The new Samsung 750 EVO is only a slightly different beast than its predecessor, the 850 EVO, but the differences are all to the good. The most salient is the speed at which it reads and writes large files. The 750 has a bit more cache, so you won’t work outside of its bounds as often—and when you do, sustained operations are a bit faster.

The icing on the cake? The 750 EVO is also less expensive than its 850 kin. The 500GB drive we tested is only $149 MSRP (and $139 on Amazon), though much of the drop has to do with the general lowering of NAND prices. The 750 EVO isn’t the cheapest SSD out there, but it was within about $15 of that distinction when this was written. And given that Samsung is very good at this SSD stuff, perhaps a slight premium is in order.

Specifications

The 750 EVO we tested is a 2.5-inch, TLC NAND-based, SATA 6Gbps SSD using the latest version of Samsung’s MGX controller. Because 3-bit TLC-NAND isn’t as fast as SLC or MLC (1-bit Single-Level/2-bit Multi-Level Cell) NAND, when written to a drive’s full capacity, three bits at at time, some portion of a drive is often used to mimic those faster NAND types. This portion of faster-acting NAND is referred to as the drive’s cache. And while it helps mitigate the potential performance lag of TLC NAND, the trade-off is that the cache reduces the amount of overall storage.

ssd750evo500gb 004 dynamic black 1 Samsung

The 750 EVO could’ve been called the 860 EVO, following Samsung’s progression from 840 to 850 to... We’re not sure why Samsung backslid on the designation.

From the appearance of the dialog during a 20GB copy (shown below in the Performance section), Samsung devoted about 7GB to 8GB worth of NAND to cache.

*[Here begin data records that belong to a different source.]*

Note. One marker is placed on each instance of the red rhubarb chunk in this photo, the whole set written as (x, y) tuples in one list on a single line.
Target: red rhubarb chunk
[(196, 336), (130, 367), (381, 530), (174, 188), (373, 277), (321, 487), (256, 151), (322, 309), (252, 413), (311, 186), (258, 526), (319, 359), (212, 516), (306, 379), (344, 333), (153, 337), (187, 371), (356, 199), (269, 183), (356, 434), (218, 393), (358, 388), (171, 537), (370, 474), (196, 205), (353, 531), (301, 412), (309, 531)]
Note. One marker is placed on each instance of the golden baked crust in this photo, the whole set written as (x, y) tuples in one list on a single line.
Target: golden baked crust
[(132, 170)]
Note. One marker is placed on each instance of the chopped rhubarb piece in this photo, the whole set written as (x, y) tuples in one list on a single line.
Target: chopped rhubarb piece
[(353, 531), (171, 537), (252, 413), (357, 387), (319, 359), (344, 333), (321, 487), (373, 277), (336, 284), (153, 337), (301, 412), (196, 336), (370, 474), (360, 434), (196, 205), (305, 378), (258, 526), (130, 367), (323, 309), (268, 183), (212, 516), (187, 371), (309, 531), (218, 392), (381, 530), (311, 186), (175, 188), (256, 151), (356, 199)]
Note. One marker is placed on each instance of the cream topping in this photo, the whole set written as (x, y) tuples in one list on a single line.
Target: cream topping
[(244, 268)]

There’s also a smaller, faster 256MB DRAM cache to speed common small-file operations.

Performance

We’ve already mentioned that the 750’s performance exceeds that of the 850, but it retains a favorite trait of the 850—smooth, consistent copying. With many TLC drives, writing outside the cache creates a noticeable dip while the drive figures out what’s going on. Not with the 850 or 750. Look below at the capture from our 20GB single-file write and marvel at the magnificent steadiness while not using the cache!

samsung 750 evo copy

Even after it exceeds the size of the cache, the 750’s performance is good for a TLC NAND-based drive. And extremely consistent.

AS SSD rated the 750 EVO as reading at 505MBps and writing at 407MBps. Of course, AS SSD writes only 10GB, so a large part of the test occurred within the cache. In our 20GB copy tests, the writing dropped off to about 310MBps and held steady there. That’s about 30MBps faster than we saw from the 850 under similar conditions—a nice improvement. While writing to the cache, we saw speeds between 400MBps and 420MBps.

750 evo 20gb

This is a somewhat unfair comparison between the EVOs and the MLC-based Kingston HyperX Savage. But note how the 750 did significantly better than the 850 in the single-file write.

750 evo 4k

There are only mild differences between the 850 and the 750 when it comes to single-queue 4K operations.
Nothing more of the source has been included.